Ellen managed to get into her study, and pull the door shut. She moved around aimlessly for a few minutes, once in a while picking up a book or a folder, and putting it back down. Then she found herself in her reading chair, with the lamp off.
She had failed. They all had. Pretending they were a family, pretending everyone was equal. That Mike’s background, full of abuse and truancy, had dissolved for good because of twenty months when she had acted as his official guardian.
Guardian
. The word raced through her like nausea.
He’d said it, without saying it:
Came up on the Southwest side
.
A good option for me.
As if he knew that this home full of books could never be where he belonged. That Wes and Jane, grad student and vegan activist, were on a different path, one that was closed to him no matter how nice this professor lady had been.
Goddamn him. Did he think so little of her, of her love for him?
A memory: driving out at midnight to a bar to get him, after Wesley had woken her.
I think Mike’s in trouble.
And he was—handcuffed and shoved up against a squad car.
Shit,
he said, when he saw her.
Go home. Please.
But she’d stayed, and her anger at him quickly dissipated when she saw how rough the police officer was, how he taunted Mike, how he hit him. Ellen surprised everyone, herself included, when she got up close and demanded he stop and when he didn’t, she held up her cell phone and shouted that it was all on video (not true), that she had his badge number (not exactly). It worked, sort of, in the sense that Mike got put in a car and taken to the station while another weary cop escorted Ellen away and lectured her on obstruction. By dawn, Mike was released into her custody with a summons. On their way home they stopped at a diner and ate breakfast in silence. Mike paid the check.
Surely it wasn’t too late. Whatever he’d signed could be unsigned, torn up. She would talk him out of it. Ellen looked down at her hands, and the four spoons they were clutching. She hadn’t foreseen this but now she would manage things. As usual, the sight of her bookshelves ringing the room brought calm; her thoughts settled into orderly rows as she ran her gaze over them. Built-ins of cherrywood, they were probably the most expensive thing she had ever purchased on her own. She’d had them put in about two years after Don had died, designed to her exact specifications using a contractor Serena recommended. One or two less bookish friends had admired them but asked if the renovation wouldn’t tug down the home’s resale value. How many people, after all, needed shelving of this magnitude? Missing the entire point. Ellen had built herself a home in this room.

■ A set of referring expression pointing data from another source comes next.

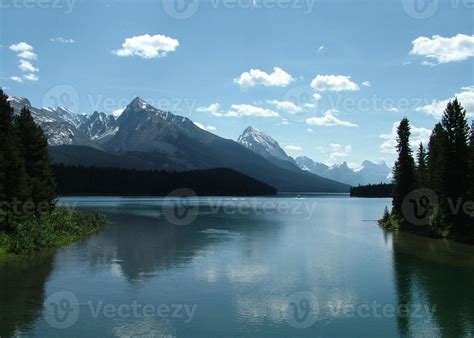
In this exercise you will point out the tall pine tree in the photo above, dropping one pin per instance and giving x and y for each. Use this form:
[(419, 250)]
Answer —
[(404, 170), (14, 183), (421, 167), (34, 149), (455, 125)]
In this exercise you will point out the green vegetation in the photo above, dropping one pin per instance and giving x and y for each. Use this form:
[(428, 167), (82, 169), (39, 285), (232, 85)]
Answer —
[(29, 219), (445, 171)]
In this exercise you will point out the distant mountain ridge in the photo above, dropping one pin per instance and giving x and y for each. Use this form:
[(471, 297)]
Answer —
[(367, 173), (154, 137)]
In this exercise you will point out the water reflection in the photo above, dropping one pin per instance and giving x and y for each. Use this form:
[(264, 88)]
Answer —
[(438, 275), (22, 293)]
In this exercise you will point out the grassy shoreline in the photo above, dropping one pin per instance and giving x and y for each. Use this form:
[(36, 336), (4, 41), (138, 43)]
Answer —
[(48, 232)]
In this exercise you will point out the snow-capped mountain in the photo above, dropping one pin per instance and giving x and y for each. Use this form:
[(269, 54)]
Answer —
[(367, 173), (265, 146), (153, 138), (64, 127)]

Somewhere in all these books, in all these words, she would find a way to get Mike out of going to war.
She should go downstairs. She should be with Jane, at least, for her birthday. Spoons still in hand, Ellen picked up
The House of Mirth
and switched on the lamp.
* * *
Ellen woke cold and cramped, curled up in her chair. She wrapped a mohair afghan around herself and went out onto the landing, where she stood for a moment, disoriented. The house was quiet. She wanted to go to bed, but hunger drew her downstairs. In the kitchen, she made toast and tea, and was about to bring it back up when she saw flickering light in the strip of space under the basement door.
Mike, on the couch in front of the TV, looked up guiltily with his fork in about half of Jane’s birthday cake.
“Don’t be mad. I know you are, and I get it, but…”
“Move over.” She set down the tray and poured tea into two mugs. “Just don’t blame me. No butter or eggs, what can you expect?”